Bence Baykal gayet iyi. Dile hakim, Türkçeyi güzel konuşuyor. Fakat bir projesi yok. Yeni düşünceler üretmiyor. Süreç içinde biraz agresif ve tatsız bir ifadeye bürünüyor. Bahçeli’nin konuşma metinleri düzgün. Kağıttan okumakla hata ediyor fakat. Hitabette göz teması önemlidir, bunu herkes bilir.

• Dedelik mi daha iyi, babalık mı?

Babalık döneminde insan biraz acemi oluyor. Dedelik daha tecrübeli ve olgun bir döneme denk geldiği için daha zengin bir içeriğe sahip. Torunlarla geziyoruz. Tarihi yerlere, parklara, müzelere gidiyoruz. İstanbul’un kendisi zaten büyük bir müze gibi...

ESKİ FİLMLER ÇOK GÜZEL

• Müzikle, sinemayla aranız nasıl?

Türk Sanat Müziği dinliyorum. Türküleri de ihmal etmiyorum. Aslında insan sanat ve düşünceyle çok yakından ilgilenmeli. Osmanlı’nın başarısı da aslında bir ölçüde siyasetçilerinin sanata ilgi duymasındandır. Türk sinemasını seviyorum. Eski filmlerde İstanbul’un eski hallerini görmek de ilginç oluyor. Cüneyt Arkın, Şener Şen, rahmetli Kemal Sunal gibi aktörlerin filmlerini izliyorum.

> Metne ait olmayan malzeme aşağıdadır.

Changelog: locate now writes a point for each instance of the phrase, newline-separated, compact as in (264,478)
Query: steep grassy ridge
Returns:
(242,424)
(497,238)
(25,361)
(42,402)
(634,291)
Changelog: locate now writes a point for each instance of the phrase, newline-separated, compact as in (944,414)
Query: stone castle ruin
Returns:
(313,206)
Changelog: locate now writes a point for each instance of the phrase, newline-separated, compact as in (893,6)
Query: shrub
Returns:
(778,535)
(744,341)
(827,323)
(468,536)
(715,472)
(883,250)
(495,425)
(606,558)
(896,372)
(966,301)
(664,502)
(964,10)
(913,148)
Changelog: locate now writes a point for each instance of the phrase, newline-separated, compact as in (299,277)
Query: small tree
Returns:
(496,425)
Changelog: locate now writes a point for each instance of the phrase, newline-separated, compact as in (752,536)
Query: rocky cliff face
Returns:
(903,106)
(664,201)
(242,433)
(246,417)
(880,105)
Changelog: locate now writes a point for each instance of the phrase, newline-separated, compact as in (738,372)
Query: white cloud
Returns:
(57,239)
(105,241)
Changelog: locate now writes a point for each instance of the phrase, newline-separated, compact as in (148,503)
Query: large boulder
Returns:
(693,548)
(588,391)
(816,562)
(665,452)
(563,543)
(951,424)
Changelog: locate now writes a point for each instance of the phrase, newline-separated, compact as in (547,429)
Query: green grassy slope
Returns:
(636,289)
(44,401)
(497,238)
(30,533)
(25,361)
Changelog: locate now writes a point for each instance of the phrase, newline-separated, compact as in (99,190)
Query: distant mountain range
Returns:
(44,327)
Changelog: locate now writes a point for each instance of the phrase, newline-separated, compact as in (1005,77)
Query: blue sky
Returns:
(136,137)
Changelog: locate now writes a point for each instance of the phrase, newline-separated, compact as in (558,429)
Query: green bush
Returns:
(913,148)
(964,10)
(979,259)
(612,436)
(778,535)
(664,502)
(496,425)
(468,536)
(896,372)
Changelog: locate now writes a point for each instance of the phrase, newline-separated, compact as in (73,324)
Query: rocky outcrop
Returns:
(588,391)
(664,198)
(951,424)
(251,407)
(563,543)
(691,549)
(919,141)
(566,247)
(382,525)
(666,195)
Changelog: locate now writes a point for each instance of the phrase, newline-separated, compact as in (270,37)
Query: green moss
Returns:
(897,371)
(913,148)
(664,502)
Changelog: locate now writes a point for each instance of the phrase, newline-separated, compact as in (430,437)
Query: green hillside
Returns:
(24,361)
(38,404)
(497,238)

F için sonuna kadar mücadele edeceğim

• Neden Ef klavye kullanılmasını öneriyorsunuz? (Ef diye telaffuz edince bizi uyarıyor).

Sanırım ‘Ef’ derken ‘Fe’ klavyeyi kastediyorsunuz? (Gülüşler) Milletvekiliyken Türkçenin sorunları üzerine birkaç yıl süren bir araştırma yaptım. Bir dil komisyonu kuruldu ve başkanlığına getirildim. F klavye, 1955’te resmen milli klavye olarak kabul edilmiş. Yurtdışından ithal edilen daktilolarda F klavye şartı aranıyor. Bilgisayara geçildiğinde, ithalatçılar bu F klavye şartını uygulamamış. F klavye, Türkçenin en kolay ve en hızlı şekilde yazılması için tasarlanmıştır. BM’e bağlı Inter Steno kuruluşunun açtığı yarışmalarda, Türkiye hep birinci geliyor. Sebebi İhsan Yener’in icat ettiği F klavye.

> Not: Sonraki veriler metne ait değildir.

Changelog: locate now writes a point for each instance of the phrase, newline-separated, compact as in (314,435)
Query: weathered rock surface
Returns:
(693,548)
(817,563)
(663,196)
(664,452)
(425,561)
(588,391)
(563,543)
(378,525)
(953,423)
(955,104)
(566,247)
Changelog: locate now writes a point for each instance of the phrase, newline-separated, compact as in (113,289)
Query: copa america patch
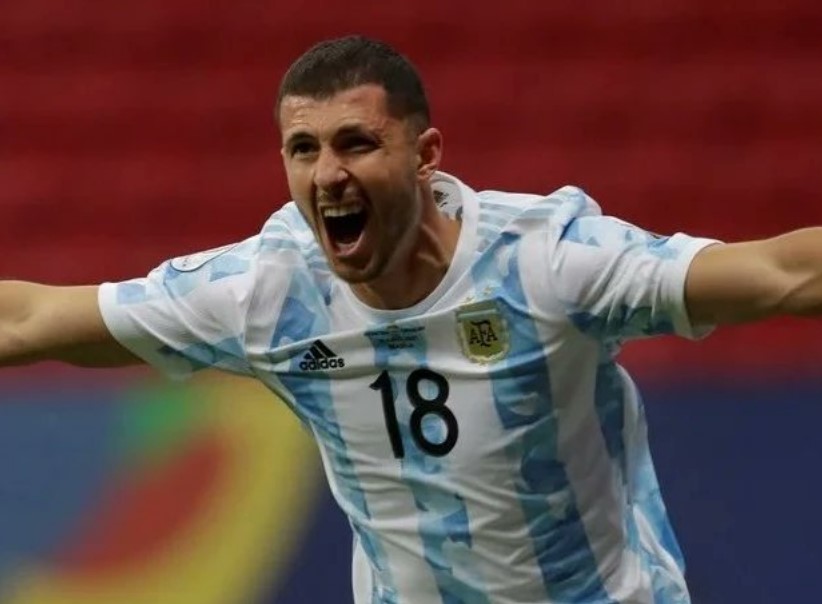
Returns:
(186,264)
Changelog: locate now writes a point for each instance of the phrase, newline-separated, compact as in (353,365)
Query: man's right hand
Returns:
(42,322)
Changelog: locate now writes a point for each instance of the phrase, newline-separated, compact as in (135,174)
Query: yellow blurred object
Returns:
(238,542)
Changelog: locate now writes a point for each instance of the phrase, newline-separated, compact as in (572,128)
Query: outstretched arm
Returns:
(40,322)
(754,280)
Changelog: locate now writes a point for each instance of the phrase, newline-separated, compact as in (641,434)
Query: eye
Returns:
(358,144)
(300,148)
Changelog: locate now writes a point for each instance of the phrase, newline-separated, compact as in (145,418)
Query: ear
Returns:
(429,153)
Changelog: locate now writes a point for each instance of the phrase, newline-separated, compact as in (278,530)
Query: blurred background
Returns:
(134,132)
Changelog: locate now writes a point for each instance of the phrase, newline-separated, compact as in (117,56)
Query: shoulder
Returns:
(524,212)
(287,234)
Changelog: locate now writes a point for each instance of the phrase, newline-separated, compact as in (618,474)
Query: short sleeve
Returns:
(616,280)
(189,313)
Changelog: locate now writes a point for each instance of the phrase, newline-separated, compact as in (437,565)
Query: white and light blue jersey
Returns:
(484,444)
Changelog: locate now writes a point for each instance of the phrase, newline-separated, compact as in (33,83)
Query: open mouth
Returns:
(344,223)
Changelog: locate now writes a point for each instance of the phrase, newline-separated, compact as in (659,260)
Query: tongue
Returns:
(345,230)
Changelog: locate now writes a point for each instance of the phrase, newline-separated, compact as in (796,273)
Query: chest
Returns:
(453,384)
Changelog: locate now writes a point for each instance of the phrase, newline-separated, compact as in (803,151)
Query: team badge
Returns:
(482,331)
(187,264)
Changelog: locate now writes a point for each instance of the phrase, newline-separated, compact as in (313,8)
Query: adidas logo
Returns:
(320,357)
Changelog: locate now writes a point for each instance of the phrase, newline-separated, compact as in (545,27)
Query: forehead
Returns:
(365,105)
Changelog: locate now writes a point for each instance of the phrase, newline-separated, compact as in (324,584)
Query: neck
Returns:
(418,273)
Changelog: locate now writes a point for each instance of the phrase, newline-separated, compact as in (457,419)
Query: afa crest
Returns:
(482,331)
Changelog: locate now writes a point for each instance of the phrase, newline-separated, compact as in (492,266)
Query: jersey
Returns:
(484,444)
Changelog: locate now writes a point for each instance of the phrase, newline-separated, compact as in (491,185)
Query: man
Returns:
(451,351)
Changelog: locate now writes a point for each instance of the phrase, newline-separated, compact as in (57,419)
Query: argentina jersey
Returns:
(484,444)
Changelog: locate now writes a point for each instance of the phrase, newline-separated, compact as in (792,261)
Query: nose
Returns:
(329,172)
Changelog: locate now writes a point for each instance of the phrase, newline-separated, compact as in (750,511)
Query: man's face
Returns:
(353,170)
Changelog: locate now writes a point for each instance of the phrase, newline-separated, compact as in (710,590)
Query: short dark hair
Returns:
(340,64)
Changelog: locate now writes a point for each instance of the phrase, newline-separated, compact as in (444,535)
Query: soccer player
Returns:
(452,351)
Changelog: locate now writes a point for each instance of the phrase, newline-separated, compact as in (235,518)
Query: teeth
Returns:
(346,209)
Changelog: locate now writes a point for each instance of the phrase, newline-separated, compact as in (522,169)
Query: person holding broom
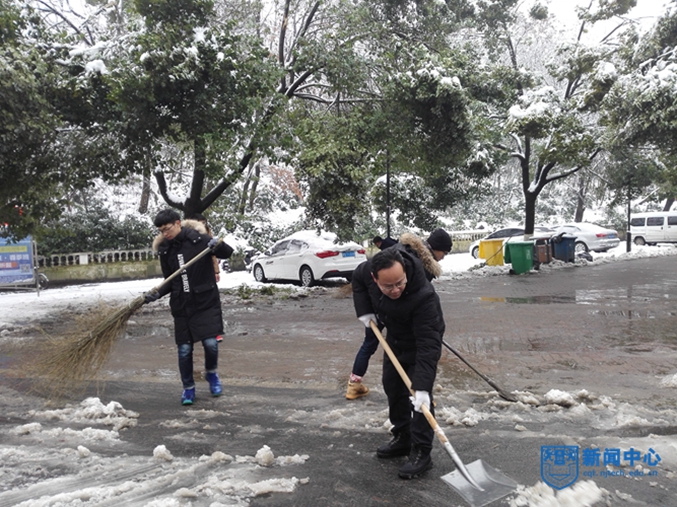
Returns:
(195,302)
(394,288)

• ‘Escape, delete, CTRL...’ gibi tuşlara da Türkçe adlar verilmesini öneriyorsunuz.

Evet. Özellikle yakında sesli komutla çalışan bilgisayarlar çıktığında, bu komutların Türkçe olmaması sorunlara sebep olacak. Bundan başka, uzatılan heceler için üzerinde şapka olan â, î, û gibi harfler için de ayrı tuşlar olmalı.

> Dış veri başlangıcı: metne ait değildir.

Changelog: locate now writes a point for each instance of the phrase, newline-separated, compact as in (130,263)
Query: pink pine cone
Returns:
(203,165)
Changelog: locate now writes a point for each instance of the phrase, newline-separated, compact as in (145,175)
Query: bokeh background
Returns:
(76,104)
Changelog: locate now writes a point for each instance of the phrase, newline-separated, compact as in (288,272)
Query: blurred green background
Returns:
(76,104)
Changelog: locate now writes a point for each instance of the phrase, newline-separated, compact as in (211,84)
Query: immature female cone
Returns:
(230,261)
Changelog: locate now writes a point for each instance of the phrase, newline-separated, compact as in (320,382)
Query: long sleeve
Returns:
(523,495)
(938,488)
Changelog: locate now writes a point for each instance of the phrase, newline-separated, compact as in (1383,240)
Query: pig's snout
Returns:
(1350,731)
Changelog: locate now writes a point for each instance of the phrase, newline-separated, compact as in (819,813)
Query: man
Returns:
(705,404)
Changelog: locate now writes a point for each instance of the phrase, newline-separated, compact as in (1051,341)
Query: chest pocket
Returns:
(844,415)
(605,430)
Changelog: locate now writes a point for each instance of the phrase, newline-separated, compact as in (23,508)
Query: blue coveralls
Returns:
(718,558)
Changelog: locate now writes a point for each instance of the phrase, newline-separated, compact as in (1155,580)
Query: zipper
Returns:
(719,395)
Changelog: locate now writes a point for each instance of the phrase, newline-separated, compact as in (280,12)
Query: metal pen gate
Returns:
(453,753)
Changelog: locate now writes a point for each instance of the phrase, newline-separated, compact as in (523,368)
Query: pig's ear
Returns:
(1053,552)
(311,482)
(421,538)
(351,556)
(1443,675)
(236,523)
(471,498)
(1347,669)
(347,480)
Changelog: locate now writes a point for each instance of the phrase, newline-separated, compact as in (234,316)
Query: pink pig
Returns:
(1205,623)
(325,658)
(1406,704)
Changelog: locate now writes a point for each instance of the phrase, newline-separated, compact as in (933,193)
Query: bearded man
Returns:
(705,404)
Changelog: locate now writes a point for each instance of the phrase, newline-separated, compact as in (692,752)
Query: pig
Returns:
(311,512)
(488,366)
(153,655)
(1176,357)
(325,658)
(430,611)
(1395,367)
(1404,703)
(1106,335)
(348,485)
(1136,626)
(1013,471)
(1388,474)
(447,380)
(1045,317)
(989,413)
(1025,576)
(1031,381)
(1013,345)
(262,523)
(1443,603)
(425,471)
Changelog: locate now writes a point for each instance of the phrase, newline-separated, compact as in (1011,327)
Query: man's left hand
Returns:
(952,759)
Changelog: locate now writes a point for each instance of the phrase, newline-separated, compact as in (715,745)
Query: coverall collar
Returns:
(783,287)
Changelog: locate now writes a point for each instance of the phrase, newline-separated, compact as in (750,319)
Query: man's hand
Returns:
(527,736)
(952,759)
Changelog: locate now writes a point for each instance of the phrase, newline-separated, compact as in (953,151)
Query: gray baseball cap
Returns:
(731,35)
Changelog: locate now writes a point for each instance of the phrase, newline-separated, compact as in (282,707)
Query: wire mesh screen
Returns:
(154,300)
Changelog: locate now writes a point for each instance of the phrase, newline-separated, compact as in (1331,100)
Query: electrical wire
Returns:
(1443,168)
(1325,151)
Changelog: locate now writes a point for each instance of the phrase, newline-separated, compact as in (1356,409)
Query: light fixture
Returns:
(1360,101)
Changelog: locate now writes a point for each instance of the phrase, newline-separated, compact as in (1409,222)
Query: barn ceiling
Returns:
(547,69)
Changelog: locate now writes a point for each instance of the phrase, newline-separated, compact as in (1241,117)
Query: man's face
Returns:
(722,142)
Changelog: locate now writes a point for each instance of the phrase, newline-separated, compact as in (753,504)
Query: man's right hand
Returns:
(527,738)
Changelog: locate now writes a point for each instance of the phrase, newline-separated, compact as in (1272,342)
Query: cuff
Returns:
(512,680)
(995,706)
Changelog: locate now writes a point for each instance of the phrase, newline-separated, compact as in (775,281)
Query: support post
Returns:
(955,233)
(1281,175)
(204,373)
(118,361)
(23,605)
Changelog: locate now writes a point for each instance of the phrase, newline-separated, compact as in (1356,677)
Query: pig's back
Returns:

• O niye? ‘^’ işareti var zaten bilgisayarda?

Zaman kazanmak için.

• Bir saniye önemli mi cidden?

Çin, o bir saniyelerle ilerliyor. Gördük ki gazeteciler ve avukatlar önemli ölçüde F klavye kullanıyor. Resmî klavyemiz bu. Neden unutalım, niçin yazı dilimizi korumaktan vazgeçelim?

• Bir anket yapıldı. Yüzde 61 oranında Q klavye, yüzde 39 oranında da F klavye tercih ediliyormuş...

F klavyeyi tercih edenlerin sayısı daha da artacaktır. Yeter ki bu klavye piyasada bulunabilsin.

• F klavye konusunda size ünlüler destek oluyor mu?

Mehmet Barlas ile birlikte yaptığı programda Emre Kongar destek verdi. Kanat Atkaya Hürriyet’te yazdı. Gazeteciler bizi gönülden destekliyor. Şimdi siz benimle konuşuyorsunuz. Desteğin artacağından eminim.

• Vestel F klavye üretecek mi?

Bir gün uçakta Vestel’in patronu Ahmet Zorlu’ya rastladım ve neden F klavyeli bilgisayar üretmediklerini sordum. ‘Ben bu işten anlamam, fakat ilginç görünüyor’ dedi. Vestel genel müdürüyle bir ay önce buluştuk. Türk Dil Kurumu Başkanı Şükrü Haluk Akalın da bize eşlik etti. Vestel’in bu tutumunu sürdüreceğini umuyorum.

• F klavye mücadelesinde ısrar edecek misiniz?

Elbette. Sonuna kadar takip edeceğim. Şimdiye dek bir kişi bile ‘Yanlış yapıyorsunuz, yapmayın’ demedi.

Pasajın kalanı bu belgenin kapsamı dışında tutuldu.